The church issued a statement saying Metropolitan Jonah, the archbishop of Washington, submitted his resignation in a letter on July 6. The letter from Jonah noted the resignation had come at the request of the Holy Synod of Bishops. Jonah did not refer to the rape allegation in his letter.
Part of the letter to the bishops said he begged "forgiveness for however I have offended you, and for whatever difficulties have arisen from my own inadequacies and mistakes in judgment."
There was no telephone listing for Jonah, who couldn't be reached for comment on Thursday.
The church, based in Syosset, on Monday issued a three-page statement detailing Jonah's four-year tenure as its leader. It said Jonah had failed to report a 2010 rape allegation involving an unidentified priest to authorities when he learned of it last February. The statement said in light of sex abuse scandals involving the Catholic Church and at Penn State University, "the risk of liability to which the Metropolitan has exposed the church can not be overstated."
It also said Jonah had "repeatedly refused to act with prudence, in concert with his fellow bishops" regarding the church's standards and procedures regarding sexual misconduct.
It said for several years there had been a repeated pattern of Jonah "taking other unilateral actions that were contrary to the advice of the Holy Synod and/or the church's lawyers." It added he withheld information from brother bishops and church lawyers "concerning litigation matters, and matters which might have resulted, and still might result, in litigation."

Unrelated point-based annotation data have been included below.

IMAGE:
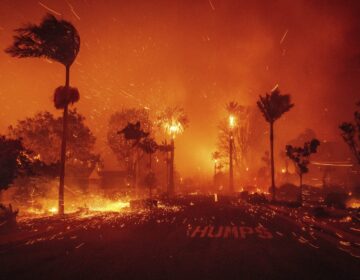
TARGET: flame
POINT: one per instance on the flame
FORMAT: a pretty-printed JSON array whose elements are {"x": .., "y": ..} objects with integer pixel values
[
  {"x": 96, "y": 203},
  {"x": 232, "y": 121},
  {"x": 173, "y": 128},
  {"x": 353, "y": 203}
]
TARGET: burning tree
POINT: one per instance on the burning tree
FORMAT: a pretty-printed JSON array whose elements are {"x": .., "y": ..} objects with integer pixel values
[
  {"x": 273, "y": 106},
  {"x": 128, "y": 155},
  {"x": 42, "y": 135},
  {"x": 351, "y": 134},
  {"x": 234, "y": 130},
  {"x": 15, "y": 160},
  {"x": 57, "y": 40},
  {"x": 301, "y": 159},
  {"x": 173, "y": 120}
]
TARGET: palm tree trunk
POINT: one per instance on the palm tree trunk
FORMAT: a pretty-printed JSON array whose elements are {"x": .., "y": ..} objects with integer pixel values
[
  {"x": 63, "y": 149},
  {"x": 171, "y": 175},
  {"x": 231, "y": 168},
  {"x": 301, "y": 190},
  {"x": 272, "y": 160}
]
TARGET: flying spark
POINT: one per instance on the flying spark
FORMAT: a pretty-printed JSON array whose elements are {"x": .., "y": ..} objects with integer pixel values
[{"x": 49, "y": 9}]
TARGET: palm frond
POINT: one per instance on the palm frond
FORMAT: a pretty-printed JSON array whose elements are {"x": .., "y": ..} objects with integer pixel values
[{"x": 55, "y": 39}]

It said he gave unauthorized people a detailed internal church report concerning "numerous investigations into sexual misconduct," which risked leaking names of accusers and the accused.
Father Eric Tosi, a church spokesman, referred any additional questions to the church statement.
There are approximately 80,000 Orthodox Church in America members in more than 800 parishes and institutions in the U.S., Canada and Mexico.